Since Navalny’s Poisoning, Russian Political Landscape has Changed Beyond Recognition, Figures Show

 Paul Goble

            Staunton, Nov. 5 – Many Russian commentators have insisted that repression in Russia has increased so much over the past year that the country is now unrecognizable. But Olesya Pavlenko, a statistical analyst at Novaya gazeta, performs a valuable service by rooting such claims in the numbers.

            If anything, her findings based in most cases on official figures are certainly more convincing and even more damning of what Vladimir Putin and his regime have done since they sought to poison and then in fact incarcerated Aleksey Navalny and moved to destroy his political movement (novayagazeta.ru/articles/2021/11/05/reestrom-po-bashke).

            “Pressure on opposition politicians before elections isn’t something new for Russia,” Pavlenko says; “but if earlier the powers used administrative rules for this, in this year, they began to actively make use of criminal charges” and to bring them not just against specific individuals but against members of entire groups.  

            Citing the calculations of Golos, she says that approximately nine million Rusisans have now suffered the loss of part of their political rights, either because they have dual citizenship or residence permits in other countries. Most suffer administratively rather than criminally although the number of criminal cases has risen.

            The Putin regime has also stepped up its attacks on defense lawyers, blocking their access to their clients; and it has stood behind covid restrictions in order to block citizens from visiting prisoners or even attending trials, limiting the support the people can offer to those the regime is attacking.

            Over the last year, the regime has adopted new laws which give it greater powers to block protests ostensibly on the basis of epidemiological conditions. As a result, Pavlenko says, “conducting almost any public actions has become impossible.” And those who do try have been subjected to judicial persecution.

            “In addition to mass detentions at protests,” she continues, “the siloviki have begun to more often interfere with the ability of those detailed to get legal help.” They use a set of rules written to prevent seizure of prisons and camps for that, far beyond the original purposes of these restrictions.

            Some Russian protesters have begun to encounter pressure at their places of work or study, with a few even being fired or expelled and a chill spreading through many workplaces and universities as a result. And those who use the Internet to try to organize protests have been increasiangly subject to repression as well.

            The authorities have so far used the law about undesirable organizations only sparingly, but what they have done suggests that more groups will fall victim to it in the future. Over the course of 2021, the powers declared 18 organizations undesirable and took steps to close them down.

            “Since 2019,” Pavlenko says, “repressions have ever more deeply penetrated into daily life” with ever more people charged with being foreign agents, visit by the police to the residences of protesters more frequent, and the loss of jobs and careers as a result of opposition activity.

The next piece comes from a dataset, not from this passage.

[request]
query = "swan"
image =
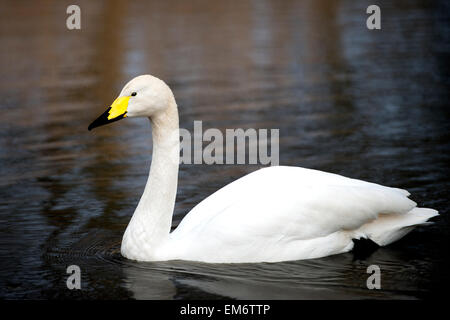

            And in addition to the imposition of growing fines, “the siloviki have begun to demand that protesters compensate the authorities for the costs” the former incur while “guarding” the latter. This practice began to appear in Moscow and now has spread to the regions, the Novaya gazeta journalist says.

            And last but not least, the Putin regime has restored the notorious practice of Stalin’s times when “relatives of opposition politicians are becoming victims of political pressure.” In that case and in the others, Pavlenko provides both names and statistical evidence for her conclusions.